All correlates of risk and protection analyses were performed in baseline SARS-CoV-2 negative participants with no evidence of SARS-CoV-2 infection through 6 days post D57 visit and not right-censored by D57. Separately for each D57 and each D29 marker, the age and baseline risk score-adjusted hazard ratio of COVID-19 (across marker tertiles, per 10-fold increase in the quantitative marker, or per standard deviation-increment increase in the quantitative marker) was estimated using inverse probability sampling weighted Cox regression models with 95% CIs and Wald-based p-values. These Cox model fits were also used to estimate marker-conditional cumulative incidence of COVID-19 through 92 days post-D57 (or 117 days post-D29) in baseline negative vaccine recipients, with 95% CIs computed using the percentile bootstrap. The Cox models were fit using the survey package48 for the R language and environment for statistical computing49. Point and 95% CI estimates about marker-threshold-conditional cumulative incidence were computed by nonparametric targeted minimum loss-based regression50.
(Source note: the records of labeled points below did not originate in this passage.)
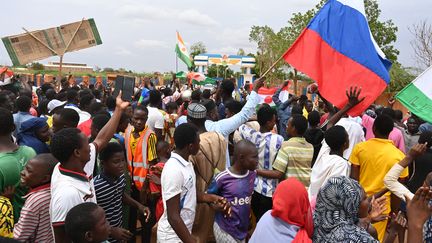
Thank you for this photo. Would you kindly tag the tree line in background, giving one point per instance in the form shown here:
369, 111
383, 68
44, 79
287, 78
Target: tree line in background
271, 44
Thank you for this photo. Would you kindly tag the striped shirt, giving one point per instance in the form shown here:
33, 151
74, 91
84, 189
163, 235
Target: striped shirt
109, 195
294, 159
34, 222
268, 145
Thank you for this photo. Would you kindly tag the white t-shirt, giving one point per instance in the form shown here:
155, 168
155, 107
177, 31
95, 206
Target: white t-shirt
178, 177
155, 118
355, 133
69, 188
327, 166
84, 115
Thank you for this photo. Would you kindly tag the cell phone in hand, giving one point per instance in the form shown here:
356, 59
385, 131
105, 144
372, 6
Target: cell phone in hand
126, 84
128, 88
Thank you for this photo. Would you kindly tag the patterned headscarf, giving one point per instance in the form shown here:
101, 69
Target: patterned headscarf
336, 212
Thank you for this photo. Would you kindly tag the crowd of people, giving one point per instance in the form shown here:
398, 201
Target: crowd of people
181, 164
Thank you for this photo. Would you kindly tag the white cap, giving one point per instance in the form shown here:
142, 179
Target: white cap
54, 104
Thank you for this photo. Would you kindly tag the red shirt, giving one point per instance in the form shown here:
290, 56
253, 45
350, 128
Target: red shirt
85, 127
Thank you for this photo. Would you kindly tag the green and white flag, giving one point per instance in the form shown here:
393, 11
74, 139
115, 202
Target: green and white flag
417, 96
182, 52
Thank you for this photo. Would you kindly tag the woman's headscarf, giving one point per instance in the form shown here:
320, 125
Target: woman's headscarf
336, 212
27, 135
291, 205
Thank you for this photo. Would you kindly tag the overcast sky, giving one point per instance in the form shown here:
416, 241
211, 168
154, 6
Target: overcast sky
140, 35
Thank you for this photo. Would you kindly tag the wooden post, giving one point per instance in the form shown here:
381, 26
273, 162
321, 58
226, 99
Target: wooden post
295, 82
73, 36
59, 78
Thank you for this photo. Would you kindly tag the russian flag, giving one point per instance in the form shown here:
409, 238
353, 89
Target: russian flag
338, 50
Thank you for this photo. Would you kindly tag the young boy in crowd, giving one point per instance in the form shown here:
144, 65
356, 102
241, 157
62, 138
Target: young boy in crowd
110, 190
179, 189
164, 153
6, 213
34, 222
295, 157
170, 117
268, 145
236, 184
13, 158
72, 178
86, 223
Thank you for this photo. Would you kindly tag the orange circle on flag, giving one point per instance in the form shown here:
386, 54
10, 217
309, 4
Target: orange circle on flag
268, 99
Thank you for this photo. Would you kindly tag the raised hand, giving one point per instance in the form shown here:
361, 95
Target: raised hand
259, 83
417, 150
121, 104
418, 209
353, 96
378, 207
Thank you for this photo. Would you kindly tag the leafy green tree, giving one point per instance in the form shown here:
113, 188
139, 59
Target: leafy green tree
37, 66
399, 77
271, 45
196, 49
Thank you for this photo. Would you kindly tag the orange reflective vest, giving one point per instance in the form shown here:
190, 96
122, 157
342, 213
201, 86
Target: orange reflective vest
138, 163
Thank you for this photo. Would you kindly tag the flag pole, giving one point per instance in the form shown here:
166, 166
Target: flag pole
272, 66
176, 63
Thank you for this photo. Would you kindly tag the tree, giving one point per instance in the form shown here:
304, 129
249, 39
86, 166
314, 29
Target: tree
196, 49
241, 52
271, 45
422, 43
399, 77
384, 32
219, 71
37, 66
108, 70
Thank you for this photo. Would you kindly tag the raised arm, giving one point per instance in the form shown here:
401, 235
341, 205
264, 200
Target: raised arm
229, 125
107, 132
353, 100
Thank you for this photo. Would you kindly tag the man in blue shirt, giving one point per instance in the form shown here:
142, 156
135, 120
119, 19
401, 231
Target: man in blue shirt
23, 104
229, 125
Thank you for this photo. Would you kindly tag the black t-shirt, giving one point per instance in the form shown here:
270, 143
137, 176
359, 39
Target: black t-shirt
419, 169
314, 136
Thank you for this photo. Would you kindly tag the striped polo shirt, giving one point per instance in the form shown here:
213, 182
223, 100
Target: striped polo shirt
268, 145
34, 222
109, 195
294, 159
Correlates of protection: controlled vaccine efficacy

For each marker, vaccine efficacy by D57 or by D29 marker level was estimated by a causal inference approach using age and baseline risk score-marginalized Cox proportional hazards regression28. A sensitivity analysis of the robustness of results to potential unmeasured confounders of the impact of antibody markers on COVID-19 risk was also conducted. The analysis specified a certain amount of confounding that made it harder to infer a correlate of protection and estimated how much vaccine efficacy increases with quantitative D57 or D29 antibody marker despite the specified unmeasured confounder (see Section 12.1.2 in the SAP for further details).

Hypothesis testing

For hypothesis tests for D57 or D29 marker correlates of risk separately, Westfall-Young multiplicity adjustment51 was applied to obtain false-discovery rate adjusted p-values and family-wise error rate (FWER) adjusted p-values. Permutation-based multiple-testing adjustment was performed over the correlates of risk analyses of the markers expressed quantitatively or binned into tertiles. All p-values were two-sided.
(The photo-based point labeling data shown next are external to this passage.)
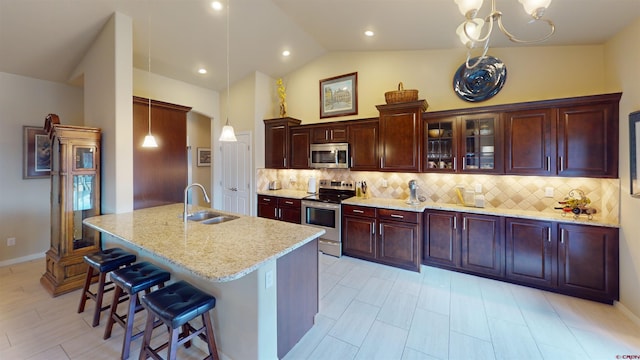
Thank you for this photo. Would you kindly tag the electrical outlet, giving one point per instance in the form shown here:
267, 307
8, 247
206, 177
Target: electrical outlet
548, 191
268, 279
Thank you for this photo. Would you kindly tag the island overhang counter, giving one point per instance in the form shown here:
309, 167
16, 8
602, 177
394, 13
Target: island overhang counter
263, 273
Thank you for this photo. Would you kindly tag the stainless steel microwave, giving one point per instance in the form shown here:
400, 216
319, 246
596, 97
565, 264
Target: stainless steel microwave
329, 156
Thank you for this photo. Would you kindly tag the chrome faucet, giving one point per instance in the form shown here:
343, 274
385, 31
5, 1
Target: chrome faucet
186, 190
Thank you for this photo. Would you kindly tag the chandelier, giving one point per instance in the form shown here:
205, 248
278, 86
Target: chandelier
470, 31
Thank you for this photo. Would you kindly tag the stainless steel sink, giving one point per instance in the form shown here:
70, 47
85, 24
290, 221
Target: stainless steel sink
210, 217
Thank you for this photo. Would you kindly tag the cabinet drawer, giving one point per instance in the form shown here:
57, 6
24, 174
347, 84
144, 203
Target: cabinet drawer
398, 215
358, 211
293, 203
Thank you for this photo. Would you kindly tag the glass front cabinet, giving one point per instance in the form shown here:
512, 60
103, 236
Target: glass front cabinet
75, 195
469, 143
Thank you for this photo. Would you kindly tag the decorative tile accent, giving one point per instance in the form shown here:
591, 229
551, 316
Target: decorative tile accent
504, 191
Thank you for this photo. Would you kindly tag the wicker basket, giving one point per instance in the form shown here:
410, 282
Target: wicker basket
400, 95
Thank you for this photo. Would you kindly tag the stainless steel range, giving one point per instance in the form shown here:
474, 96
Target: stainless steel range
323, 210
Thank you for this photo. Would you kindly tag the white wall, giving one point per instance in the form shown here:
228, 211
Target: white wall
622, 72
24, 204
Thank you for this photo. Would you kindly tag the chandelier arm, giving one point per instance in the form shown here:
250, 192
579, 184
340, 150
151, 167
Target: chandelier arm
484, 38
520, 41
Missing values of D1, D29 or D57 antibody markers

For each of the two immunoassays separately, for the set of participants with antibody data measured at D57, missing antibody values at D29 or D1 were imputed by predictive mean matching, using as predictors all available antibody data across the time points D1, D29, and D57. Then, for the set of participants with antibody data at D29, missing antibody values at D1 were imputed by predictive mean matching, using as predictors all available antibody data across the time points D1 and D29. The imputations were done with the mice R package, with default method “pmm”. Single imputation was done.
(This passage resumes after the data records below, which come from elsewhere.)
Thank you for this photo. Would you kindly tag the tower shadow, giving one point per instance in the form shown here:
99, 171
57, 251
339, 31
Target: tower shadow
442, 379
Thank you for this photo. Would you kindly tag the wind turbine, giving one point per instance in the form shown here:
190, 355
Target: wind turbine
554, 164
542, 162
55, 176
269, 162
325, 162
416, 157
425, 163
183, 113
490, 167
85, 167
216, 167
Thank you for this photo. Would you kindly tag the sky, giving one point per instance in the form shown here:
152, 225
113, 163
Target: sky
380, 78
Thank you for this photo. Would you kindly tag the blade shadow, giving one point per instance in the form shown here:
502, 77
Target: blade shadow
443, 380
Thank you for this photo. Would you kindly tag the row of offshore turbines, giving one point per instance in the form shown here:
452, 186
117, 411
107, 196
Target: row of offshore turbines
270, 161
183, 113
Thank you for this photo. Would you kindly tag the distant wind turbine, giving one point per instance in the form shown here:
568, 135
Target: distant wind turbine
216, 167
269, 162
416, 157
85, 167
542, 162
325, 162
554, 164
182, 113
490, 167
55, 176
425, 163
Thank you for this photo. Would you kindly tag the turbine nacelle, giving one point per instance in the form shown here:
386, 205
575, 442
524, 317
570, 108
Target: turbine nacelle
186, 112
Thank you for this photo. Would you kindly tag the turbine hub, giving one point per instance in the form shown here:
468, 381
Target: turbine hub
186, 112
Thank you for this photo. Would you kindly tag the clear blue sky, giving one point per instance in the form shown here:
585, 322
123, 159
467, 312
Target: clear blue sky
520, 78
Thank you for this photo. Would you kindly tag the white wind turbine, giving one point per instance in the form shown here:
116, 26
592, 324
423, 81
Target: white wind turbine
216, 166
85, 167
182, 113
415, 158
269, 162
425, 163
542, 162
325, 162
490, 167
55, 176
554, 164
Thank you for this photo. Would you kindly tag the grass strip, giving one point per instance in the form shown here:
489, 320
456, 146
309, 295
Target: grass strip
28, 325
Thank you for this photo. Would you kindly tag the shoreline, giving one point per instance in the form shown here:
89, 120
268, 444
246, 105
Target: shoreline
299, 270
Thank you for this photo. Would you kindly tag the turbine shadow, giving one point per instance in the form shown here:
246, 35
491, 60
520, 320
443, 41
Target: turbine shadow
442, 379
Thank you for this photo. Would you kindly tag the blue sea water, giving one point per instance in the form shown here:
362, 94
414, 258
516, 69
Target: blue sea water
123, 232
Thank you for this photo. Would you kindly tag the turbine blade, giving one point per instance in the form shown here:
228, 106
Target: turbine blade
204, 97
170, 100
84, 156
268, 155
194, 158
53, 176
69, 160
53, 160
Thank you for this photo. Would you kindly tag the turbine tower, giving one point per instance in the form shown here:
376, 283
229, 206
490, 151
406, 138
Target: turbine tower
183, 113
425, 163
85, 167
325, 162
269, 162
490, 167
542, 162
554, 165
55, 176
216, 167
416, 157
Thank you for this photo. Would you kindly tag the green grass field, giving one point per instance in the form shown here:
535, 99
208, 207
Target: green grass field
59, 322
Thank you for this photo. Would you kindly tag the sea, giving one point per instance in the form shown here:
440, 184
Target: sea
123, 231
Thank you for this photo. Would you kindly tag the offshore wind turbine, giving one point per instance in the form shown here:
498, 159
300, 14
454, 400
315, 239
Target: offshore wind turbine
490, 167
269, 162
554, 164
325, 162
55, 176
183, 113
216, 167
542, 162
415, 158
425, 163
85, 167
Calibration of neutralizing antibody assay readouts across laboratories

Calibration of ID50 nAb titers between the Duke University neutralization assay (COVE trial samples) and the Monogram PhenoSense neutralization assay (COV002 and ENSEMBLE trial samples) was performed using the WHO Anti-SARS CoV-2 Immunoglobulin International Standard (20/136) and Approach 1 of Huang et al.34 (with arithmetic mean as the calibration factor), as described in the supplementary material of Gilbert, Montefiori, McDermott et al.23

Software and data quality assurance

The analysis was implemented in R version 4.0.349; code was verified using mock data.

Reporting summary

Further information on research design is available in the Nature Research Reporting Summary linked to this article.